I would do a test at home before driving all that way.
That will check the fuel usage also.

YMMV :smiley:

How hot is the temperature supposed to be that night (or the historical average)? At nighttime it could well be cool enough (for me the vibration and noise of the engine running would probably bother me).

Brings back a bit of a memory…Being rather curious a few (40+) years ago, I filled the tank of my 59 Biscayne and let it run to see how long it would run. At idle. It actually quit after about 9 hours with about 2/3 of a tank left. I hadn’t realized how fast the plugs would foul, as this car at that time went through a quart of oil every hundred miles or so. But by extrapolation it would have run over a day. No harm otherwise, didn’t even heat up.

Can’t think of any reason why idling that long should cause a problem. I guess overheating would be the most likely problem, especially if you were running the air con.

Make sure your catalytic convertor isn’t over grass or anything flammable. And you’d probably want to make sure that you’re far from other sleepers.

It’s not going to hurt it, the only dangers (to you or the car) are running out of gas and CO leaking into the cab.

Yeah, I wouldn’t do it due to the possibility of carbon monoxide poisoning. What’s wrong with being too warm? I dream of being too warm at this point in winter.

I can think of a few ways to deal with that, but if this is a campsite type situation, I’d be worried about people walking around an night and burning themselves.
But my thoughts are to go to an auto parts store and and get a 4 or 5 foot section of exhaust pipe that you can slip over your exhaust pipe to take it away from the car. Either get an elbow so it goes up (and find a way to temporarily mount it) or go straight back and just get someone to weld and A-Frame to it somewhere so it’s propped up.

Again, these are issues if people are going to be walking around, but if there’s no one nearby that’s what I’d at least think about. The problem is, if there’s no wind, the exhaust could accumulate under the truck and find it’s way in. This system might not be perfect, but if it can at least get most of the exhaust a few feet away, that’s going to be helpful.
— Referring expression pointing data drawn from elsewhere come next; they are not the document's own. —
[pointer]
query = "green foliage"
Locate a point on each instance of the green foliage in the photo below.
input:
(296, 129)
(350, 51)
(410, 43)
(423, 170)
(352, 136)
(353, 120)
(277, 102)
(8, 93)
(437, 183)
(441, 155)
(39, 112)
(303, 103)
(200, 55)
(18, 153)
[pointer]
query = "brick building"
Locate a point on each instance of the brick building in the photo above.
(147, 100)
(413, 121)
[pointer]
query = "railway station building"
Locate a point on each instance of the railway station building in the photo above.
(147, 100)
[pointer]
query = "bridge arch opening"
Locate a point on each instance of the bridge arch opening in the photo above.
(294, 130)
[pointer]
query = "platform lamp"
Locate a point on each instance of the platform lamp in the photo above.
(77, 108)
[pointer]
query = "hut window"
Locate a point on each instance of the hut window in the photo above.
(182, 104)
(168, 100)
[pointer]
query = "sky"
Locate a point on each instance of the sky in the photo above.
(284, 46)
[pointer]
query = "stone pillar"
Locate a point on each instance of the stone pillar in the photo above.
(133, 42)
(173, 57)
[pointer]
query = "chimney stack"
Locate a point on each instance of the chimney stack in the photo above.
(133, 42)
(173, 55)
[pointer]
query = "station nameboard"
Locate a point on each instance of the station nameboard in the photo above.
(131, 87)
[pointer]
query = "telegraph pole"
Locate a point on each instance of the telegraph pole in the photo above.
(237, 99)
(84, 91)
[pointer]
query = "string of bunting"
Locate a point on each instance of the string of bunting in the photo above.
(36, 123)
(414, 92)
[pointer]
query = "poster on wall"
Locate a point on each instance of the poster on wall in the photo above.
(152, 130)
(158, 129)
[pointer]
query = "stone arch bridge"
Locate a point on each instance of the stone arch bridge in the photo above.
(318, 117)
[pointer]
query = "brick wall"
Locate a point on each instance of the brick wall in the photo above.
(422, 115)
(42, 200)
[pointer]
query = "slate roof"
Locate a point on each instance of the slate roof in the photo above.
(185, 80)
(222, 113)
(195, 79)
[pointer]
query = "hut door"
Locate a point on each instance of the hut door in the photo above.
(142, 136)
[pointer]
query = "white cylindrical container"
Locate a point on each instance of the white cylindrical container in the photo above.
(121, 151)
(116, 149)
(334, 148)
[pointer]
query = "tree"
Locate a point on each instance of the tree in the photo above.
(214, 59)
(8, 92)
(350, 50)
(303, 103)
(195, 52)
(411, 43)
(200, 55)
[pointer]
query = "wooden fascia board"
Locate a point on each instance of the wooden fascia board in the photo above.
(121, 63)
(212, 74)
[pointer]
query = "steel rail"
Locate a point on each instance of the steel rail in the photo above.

I accidentally left my Honda Oddysey minivan idling overnight in a parking ramp while on a trip in Iowa, more than 10 years ago.:smack:

Still running fine now. Me, I’m still getting over my chagrin.

you could start a grass fire with a hot exhaust system.

drive a bit before parking at the campsite. set the AC to Eskimo, when parked don’t open doors or windows, the car should stay cool for a couple hours. if you wake then take another drive with the AC.

I’ve left my car idling all day while I was at work… twice… Stupid electronic keys.

So enjoy!

Not really true anymore. Pretty much any vehicle made in the last 10-15 years have variable output alternators that are computer controlled. At idle they can supply the needed power to keep a stock vehicle charged pretty much indefinitely.

Right, and even when it was true, it was true for some vehicles but not others. More likely to be true for a car, less likely for a truck, in my limited experience. My Ford Aerostar could charge another car’s battery at idle without draining its own, but I remember other cars that couldn’t.


The risks of CO poisoning are too high in an idled vehicle to make this a good idea. If there is the tiniest of pinpricks in your exhaust system, you could easily allow enough CO to seep into your vehicle’s cab to make your night’s sleep a permanent one.

Get a CO detector, that will make sure you are OK, and consider others where you may be running the truck. Small chance of catastrophic engine damage as there will be no one awake to see if the oil pressure light goes on or if the car overheats.